I have been reading and researching Error Correction in binary data, but I can't seem to get a solid grasp on the steps used. I have read https://en.wikipedia.org/wiki/Reed%E2%80%93Solomon_error_correction and it's related articles, and I have an understanding of the mathematics involved but I want to have a thorough understand the whole process.
Can anyone explain to me or link me to an explanation that will tell me, step by step, how I go from having a binary representation of, say, the string "Hello, how are you?" (01001000011001010110110001101100011011110010110000100000011010000110111101110111001000000110000101110010011001010010000001111001011011110111010100111111
) to a blob of binary with enough error correction information to recover up to 1 in 10 garbled bits and then interpret the result and be able to determine which bits are wrong? I can understand both lines of code or math, so any help would be welcome. Thank you!
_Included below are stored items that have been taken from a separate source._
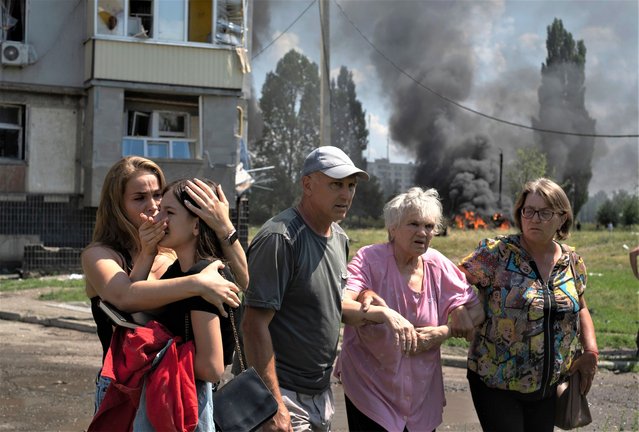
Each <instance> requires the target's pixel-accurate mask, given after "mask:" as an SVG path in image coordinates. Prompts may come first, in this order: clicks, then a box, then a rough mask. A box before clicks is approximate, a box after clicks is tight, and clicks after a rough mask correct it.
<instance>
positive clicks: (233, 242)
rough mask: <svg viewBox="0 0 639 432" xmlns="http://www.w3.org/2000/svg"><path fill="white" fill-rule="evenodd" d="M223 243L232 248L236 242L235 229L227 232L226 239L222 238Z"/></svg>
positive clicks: (232, 229)
mask: <svg viewBox="0 0 639 432" xmlns="http://www.w3.org/2000/svg"><path fill="white" fill-rule="evenodd" d="M224 241H225V242H226V243H227V244H228V245H229V246H232V245H233V243H235V242H236V241H237V230H236V229H235V228H233V229H232V230H231V232H229V233H228V234H227V235H226V237H224Z"/></svg>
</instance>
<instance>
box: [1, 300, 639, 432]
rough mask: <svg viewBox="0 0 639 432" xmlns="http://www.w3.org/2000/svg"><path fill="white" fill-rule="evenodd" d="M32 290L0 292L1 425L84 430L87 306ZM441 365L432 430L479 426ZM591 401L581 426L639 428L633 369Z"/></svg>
mask: <svg viewBox="0 0 639 432" xmlns="http://www.w3.org/2000/svg"><path fill="white" fill-rule="evenodd" d="M38 294H39V292H38V291H36V290H34V291H33V292H30V293H27V292H21V293H19V294H17V293H0V340H2V348H1V349H0V431H29V432H31V431H44V430H47V431H65V432H66V431H82V430H86V428H87V426H88V424H89V422H90V421H91V415H92V413H93V391H94V384H93V381H94V377H95V374H96V372H97V370H98V368H99V366H100V360H101V358H100V357H101V348H100V344H99V342H98V339H97V336H96V335H95V333H94V331H95V329H94V324H93V321H92V319H91V317H90V312H89V311H88V308H87V307H86V306H84V307H82V306H81V305H80V306H72V305H66V304H65V305H60V304H52V303H49V302H43V301H38V300H36V297H37V295H38ZM25 321H27V322H25ZM35 323H43V324H47V325H48V326H43V325H40V324H35ZM61 327H64V328H61ZM79 330H81V331H79ZM462 351H463V350H462ZM444 352H445V354H446V355H445V360H446V364H454V365H459V364H460V363H461V364H462V365H463V363H464V362H463V357H459V355H460V353H459V352H455V351H454V350H452V351H451V348H448V347H447V348H446V349H445V350H444ZM629 353H630V352H626V353H625V354H624V355H625V356H626V357H627V356H628V355H629ZM632 353H634V351H632ZM461 354H463V352H462V353H461ZM602 354H603V352H602ZM607 356H608V357H610V356H611V353H608V354H607ZM459 360H461V362H460V361H459ZM608 363H609V362H608ZM443 371H444V382H445V387H446V399H447V401H448V405H447V406H446V408H445V410H444V422H443V424H442V425H441V426H440V427H439V428H438V430H440V431H442V430H448V431H468V432H472V431H479V430H480V427H479V424H478V421H477V417H476V415H475V412H474V409H473V406H472V402H471V398H470V394H469V391H468V385H467V383H466V379H465V369H463V368H459V367H446V366H445V367H444V368H443ZM333 389H334V392H335V399H336V406H337V413H336V418H335V421H334V426H335V430H336V431H344V430H346V429H347V424H346V416H345V413H344V403H343V392H342V389H341V386H340V385H339V384H338V383H333ZM589 401H590V403H591V405H592V406H591V410H592V412H593V418H594V421H593V424H591V425H589V426H587V427H586V428H582V429H581V431H584V432H588V431H602V430H605V431H619V430H633V431H637V430H639V409H638V408H639V374H637V373H614V372H612V371H610V370H606V369H603V368H601V369H600V371H599V373H598V374H597V376H596V377H595V382H594V384H593V388H592V390H591V392H590V394H589ZM557 431H559V429H557Z"/></svg>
From the wiki article, a systematic encoding process treats a message as a polynomial with finite field coefficients, appends the required number of zeroes (multiplies by x^t), divides by the generator polynomial, then subtracts the remainder from those appended zeroed bytes. This means the encoded message polynomial is an exact multiple of the generator polynomial.
If the original encoded message polynomial is evaluated at the roots of the generator polynomial (a^1, a^2, ...), the result is a set of zeroes. If a received encoded message with errors is evaluated at the roots of the generator polynomial, the original terms drop out and the result is a set of "syndromes" that are a function of the error locations and error values. The wiki article then explains a key equation between an error locator polynomial (lambda) and the "syndromes".
The wiki article then explains 4 methods that can be used convert the syndromes into error locations and error values, but Berlekamp-Massey and Euclid are the two main methods used.
As noted in the wiki article, each error requires two parity terms in order to correct an error (since there are two unknowns per error, the location of the error, and the value of the error). For 10% error handling, then 20% of the message would have to be parity. If a message has 30 bytes, then 20 bytes of parity are added to produce a 50 byte encoded message, of which up to 10 bytes in error can be corrected.
The wiki article includes a link to this NASA tutorial:
http://ntrs.nasa.gov/archive/nasa/casi.ntrs.nasa.gov/19900019023_1990019023.pdf
You may find this much briefer tutorial I wrote a bit simpler to follow.
http://rcgldr.net/misc/ecc.pdf
There's some stuff in my tutorial that you won't need, like solving a quadratic or cubic equations (legacy stuff left over that I didn't remove), and it's missing stuff like extended Euclid or Berlekamp Massey decoding, but it's enough to get started.